Unos que llegan y otros que se van
La liturgia sucesoria china exhibe por igual el afán de estabilidad y de renovación de un proyecto que aspira a perpetuarse y a transformarse apenas lo que sea estrictamente necesario
Desde la privilegiada atalaya del retrato que cuelga a la entrada de la Ciudad Prohibida, Mao Zedong observa impertérrito los vaivenes del liderazgo chino en estas tres últimas décadas como si no fuera con él la cosa. Donde hubo bicicletas circulan limusinas. Donde había sufridos uniformes azules sin cuello hay ahora hombres de negro, relojes de marca y corbatas de seda. Pero donde había un politburó sigue habiendo un politburó.
La sucesión de Mao fue traumática y cargada de azarosa incertidumbre.

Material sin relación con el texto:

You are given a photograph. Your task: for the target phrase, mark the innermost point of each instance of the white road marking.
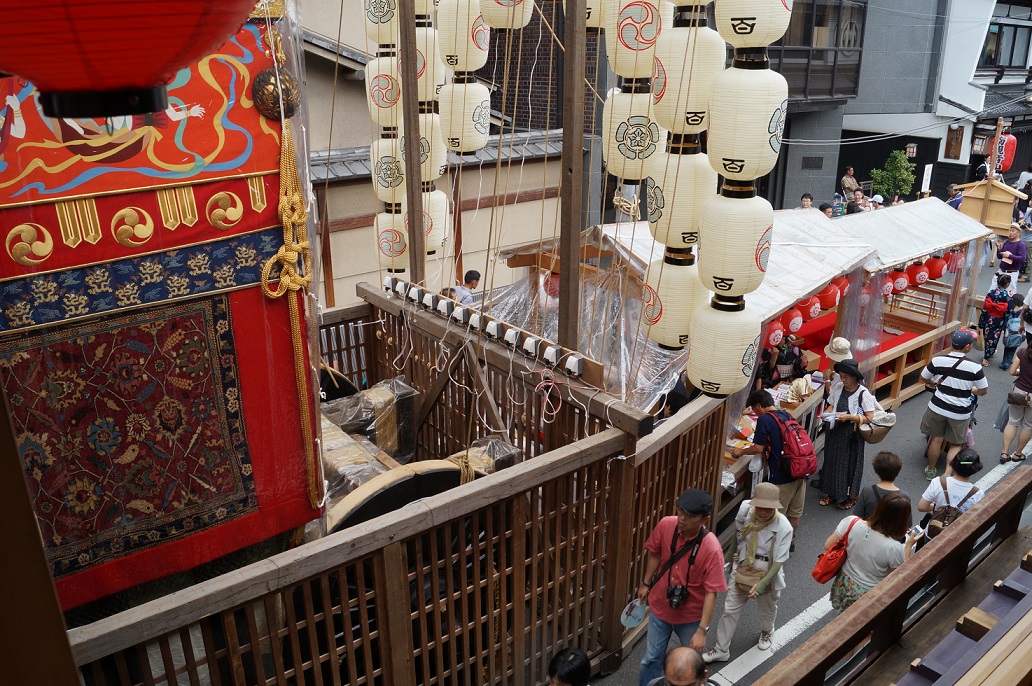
(744, 664)
(741, 666)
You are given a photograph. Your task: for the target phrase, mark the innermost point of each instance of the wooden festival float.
(156, 309)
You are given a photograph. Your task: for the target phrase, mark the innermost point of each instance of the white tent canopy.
(805, 255)
(907, 232)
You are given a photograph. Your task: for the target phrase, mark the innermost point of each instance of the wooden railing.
(885, 613)
(479, 585)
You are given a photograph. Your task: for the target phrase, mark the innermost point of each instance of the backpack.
(798, 457)
(945, 515)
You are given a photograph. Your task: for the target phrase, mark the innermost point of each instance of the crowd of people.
(685, 568)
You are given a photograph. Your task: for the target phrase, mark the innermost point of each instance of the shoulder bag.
(832, 560)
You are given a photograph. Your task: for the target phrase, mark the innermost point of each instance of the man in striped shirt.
(955, 381)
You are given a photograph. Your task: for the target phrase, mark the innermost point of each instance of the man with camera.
(683, 574)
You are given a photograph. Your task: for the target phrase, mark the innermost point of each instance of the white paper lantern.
(632, 29)
(722, 348)
(388, 169)
(747, 112)
(392, 240)
(465, 116)
(429, 69)
(381, 22)
(676, 190)
(463, 36)
(507, 13)
(735, 243)
(752, 23)
(593, 13)
(687, 61)
(437, 218)
(383, 88)
(630, 134)
(432, 153)
(671, 295)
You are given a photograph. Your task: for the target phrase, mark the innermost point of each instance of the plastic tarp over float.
(153, 385)
(612, 332)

Acabó con la banda de los cuatro entre rejas, la viuda de Mao colgada de una sábana en la celda y el encumbramiento del Pequeño Timonel Deng Xiaoping, arquitecto de la nueva China del socialismo de mercado. Se pasó de un liderazgo divinizado y caudillista a una gobernación colegiada y de consenso entre facciones del Partido Comunista Chino. La estrategia de reproducción de este liderazgo colectivo se concretó a principios de los años noventa en el diseño de un proceso sucesorio planificado, opaco y gradual, con mandatos cada vez menos carismáticos, limitados a una década y jubilación obligatoria. En esas estamos: en una liturgia sucesoria que exhibe por igual el afán de estabilidad y de renovación de un proyecto que aspira a perpetuarse y a transformarse apenas lo que sea estrictamente necesario para no perderle el paso a una sociedad como la china: creativa, joven, imparable, plural y compleja.
Llega una nueva generación de dirigentes pero los que se jubilan no se van del todo. Los casi olvidados inquilinos de la tercera generación (Jiang Zeming) contienden con los de la cuarta (Hu Jintao) en la lucha por el reparto de poder. Este solapamiento de cuotas de influencia fundamenta la apuesta por la estabilidad pero al mismo tiempo puede llegar a convertirse en un factor de parálisis, en un momento en el que China exige un decidido impulso reformista, donde ya no basta con fiarlo todo al crecimiento acelerado. Sin reformas políticas, sin un establecimiento del imperio de la ley, sin atender a las ambiciones de las nuevas clases medias y sin encontrar nuevas fórmulas para canalizar las divergencias y los descontentos sociales que no pasen por la simple e ineficaz represión policial e informativa, este vaivén más o menos planificado o azaroso de líderes del partido corre el peligro de quedar definitivamente descolocado.
Podremos pasarnos semanas escrutando los signos cifrados en los nombres y los gestos del nuevo liderazgo chino, intentando deducir si el reformismo va a ser más o menos acelerado, más o menos estatalista, más o menos abierto o represor, si el nuevo líder conseguirá marcar perfil propio. Y al final seguiremos tan a oscuras como lo están los ciudadanos de China: gobernados por una elite que se reproduce al margen de las dinámicas de la sociedad, en función de redes de lealtades vagamente asociadas a opciones ideológicas. Que comparten un rasgo cada día más preocupante para su legitimidad: un similar ritmo vertiginoso de enriquecimiento familiar.
Manel Ollé, coordinador del Máster en Estudios Chinos de la Universidad Pompeu Fabra.